Ich hatte den Treiber in den Kernel gebaut, also nicht als Modul. Habe ihn wieder entfernt.

----------

## Todie77

 *Christian99 wrote:*   

> hast du den treiber als modul oder in den kernel gebaut?
> 
> wenn er im kernel eingebaut ist, nutzt lsmod leider nichts. was sagt denn "dmesg| grep -i net"?

 

 *Quote:*   

> 
> 
> [    0.019551] NET: Registered protocol family 16
> 
> [    0.159249] NetLabel: Initializing
> ...

 

----------

## Christian99

 *Todie77 wrote:*   

> 
> 
> [    3.001935] e1000: Intel(R) PRO/1000 Network Driver - version 7.3.21-k8-NAPI
> 
> [    3.002556] e1000e: Intel(R) PRO/1000 Network Driver - 1.2.20-k2
> ...

 

äh, das sieht eher aus wie ein intel nic.
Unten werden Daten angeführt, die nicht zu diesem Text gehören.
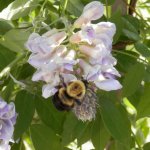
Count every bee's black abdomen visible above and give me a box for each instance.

poste doch mal die ausgabe von lspci

----------

## firefly

 *Christian99 wrote:*   

>  *Todie77 wrote:*   
> 
> [    3.001935] e1000: Intel(R) PRO/1000 Network Driver - version 7.3.21-k8-NAPI
> 
> [    3.002556] e1000e: Intel(R) PRO/1000 Network Driver - 1.2.20-k2
> ...

 

glaube ich weniger, ich denke eher das im kernel diese treiber aktiv sind. Und dies sind die Ausgaben von den Treibern

----------

## Todie77

 *Quote:*   

> 
> 
> knoppix@Knoppix:~$ lspci
> 
> 00:00.0 Host bridge: VIA Technologies, Inc. VT8363/8365 [KT133/KM133] (rev 02)
> ...

 

----------

## Josef.95

Schaue doch einfach mal welcher Treiber im knoppix verwendet wird. Das sollte zb via "lspci -k" ersichtlich sein.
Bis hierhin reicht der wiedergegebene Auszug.